Yandex N.V. is an international public company founded in 1997. In Russia, its primary legal entity is OOO "YANDEX", registered in 2000 with its headquarters in Moscow. The company is known worldwide under the Yandex brand—an acronym for "Yet Another Indexer," reflecting its initial specialization in search technologies.The company gained fame as the creator of the largest search engine in the Russian-speaking internet and as a developer of a vast ecosystem of services: from a browser and maps to cloud solutions, analytics tools, and e-commerce platforms. In the field of artificial intelligence, Yandex has established itself as a developer of large language models for the Russian language and one of the leading research centers in machine learning in Russia.
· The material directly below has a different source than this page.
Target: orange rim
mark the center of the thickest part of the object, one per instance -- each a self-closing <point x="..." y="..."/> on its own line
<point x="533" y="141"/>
In 2017, "Alice" became one of the first large-scale Russian-language assistants, relying on proprietary technology. The company then moved on to large LLMs, with the release of YaLM-100B in June 2022—the first open GPT-like model with 100 billion parameters, specifically optimized for the Russian language. The model was trained for 65 days on a cluster of 800 A100 graphics cards, processing 1.7 TB of text data. Since 2023, Yandex has been developing its Yandex Foundation Models service line in the cloud. Among its scientific discoveries, the Yandex Research team is known for developing innovative methods for the extreme compression of large language models, presented in the paper "Extreme Compression of Large Language Models via Additive Quantization." This technology allows for reducing the model size to 2-3 bits per parameter, cutting deployment costs by 8 times without significant loss of quality. CatBoost also deserves special attention—a classical ML algorithm that, from 2019 to the present day, has been leading in many Kaggle competitions, outperforming neural networks.
In 2025, the company introduced the YandexGPT 5 family. The lineup includes YandexGPT 5 Pro for complex business tasks and the open-source YandexGPT 5 Lite with 8 billion parameters for broad application. A key feature of the Lite version was its two-stage training process: a main pretraining on 15 trillion tokens and a "Powerup" stage on 320 billion high-quality data points, extending the context window to 32,000 tokens. It is one of the best models in terms of understanding the Russian language. Furthermore, Yandex's open-access Alchemist collection offers innovative tools for improving image generation quality, based on a systematic approach.